# Wolves Unveil New Uniforms



## Shamrock32

I don't know what's worse: the uniforms, or the fact that the organization has had both Mike Miller and Kevin Love advertise them.

They'd look better without the green.


----------



## Floods

Someone said Minny's old unis scream 90s... well what the hell do these scream then?


----------



## Shamrock32

Jacoby_Ellsbury said:


> Someone said Minny's old unis scream 90s... well what the hell do these scream then?

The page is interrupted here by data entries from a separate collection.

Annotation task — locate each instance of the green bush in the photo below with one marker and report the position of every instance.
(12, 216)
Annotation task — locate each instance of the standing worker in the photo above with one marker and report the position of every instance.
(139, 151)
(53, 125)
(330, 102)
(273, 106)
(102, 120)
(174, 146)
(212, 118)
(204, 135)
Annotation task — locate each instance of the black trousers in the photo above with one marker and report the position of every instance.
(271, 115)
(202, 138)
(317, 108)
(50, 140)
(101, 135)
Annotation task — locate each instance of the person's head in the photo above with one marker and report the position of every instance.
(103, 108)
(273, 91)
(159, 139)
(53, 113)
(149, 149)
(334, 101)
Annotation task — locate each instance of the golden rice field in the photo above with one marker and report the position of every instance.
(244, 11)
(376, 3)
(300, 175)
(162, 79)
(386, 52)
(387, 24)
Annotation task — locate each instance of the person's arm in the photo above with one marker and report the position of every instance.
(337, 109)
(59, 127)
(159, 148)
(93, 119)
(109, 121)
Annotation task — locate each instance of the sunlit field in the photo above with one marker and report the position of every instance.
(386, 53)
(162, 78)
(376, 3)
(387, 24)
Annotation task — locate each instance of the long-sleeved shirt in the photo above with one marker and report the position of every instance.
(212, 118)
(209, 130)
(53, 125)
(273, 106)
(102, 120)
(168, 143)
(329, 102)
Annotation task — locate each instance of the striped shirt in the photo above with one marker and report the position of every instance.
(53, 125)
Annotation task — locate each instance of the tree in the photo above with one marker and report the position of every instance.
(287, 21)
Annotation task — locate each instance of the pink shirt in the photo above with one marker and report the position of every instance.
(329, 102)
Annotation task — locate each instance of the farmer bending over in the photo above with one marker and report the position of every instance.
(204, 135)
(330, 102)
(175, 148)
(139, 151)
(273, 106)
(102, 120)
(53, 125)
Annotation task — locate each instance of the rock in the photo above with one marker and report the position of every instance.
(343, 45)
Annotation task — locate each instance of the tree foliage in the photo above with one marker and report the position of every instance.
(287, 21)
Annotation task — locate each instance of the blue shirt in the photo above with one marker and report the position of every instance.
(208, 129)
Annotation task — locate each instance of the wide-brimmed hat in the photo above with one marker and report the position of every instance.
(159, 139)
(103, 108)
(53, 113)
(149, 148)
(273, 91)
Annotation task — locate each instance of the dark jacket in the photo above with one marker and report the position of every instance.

"It's what's on the inside that counts, not the outside."

?


----------



## GNG

Did Baskin-Robbins buy the team?

Too much of that green...what shade is that, pistachio?


----------



## gi0rdun

Mike Miller looks like Luis Scola!


----------



## Ruff Draft

I hate the collar, but I love the rest. I'll get over it.


----------



## Ruff Draft

The ones they're selling in the store don't have the old style collar on them...


----------



## Ruff Draft

The site says it will say Wolves and Minnesota on the back of the shorts....


----------



## thaKEAF

The road ones are pretty cool.


----------



## Dissonance

I still like em. Even better than the leaked picture we saw( you couldn't see the total side). And the green's fine on it.


----------



## gi0rdun

The road ones are quite good the home ones are retarded.


----------



## B-Roy

So....Bland....


----------



## HKF

Weird, I think the white jersey is clearly better than the road ones.


----------



## Avalanche

stil not a fan, the collar is screwed up.. and on the white jersey the letters and numbers are too small/high

bit bland, bit wnba ish for mine... but hey, i dont have to wear it

not horrible, but definately not good


----------



## Cornholio

Ruff Draft said:


> The site says it will say Wolves and Minnesota on the back of the shorts....


----------



## NewAgeBaller

Not a fan - I'll probably get used to em but right now they just look really bland, mediocre and odd..


----------



## msladee

I can dig it. Imo the road uni looks better. :shrug:


----------



## Wade County

Having now seen the full size shot...I actually like them, well done Minny for doing something different.


----------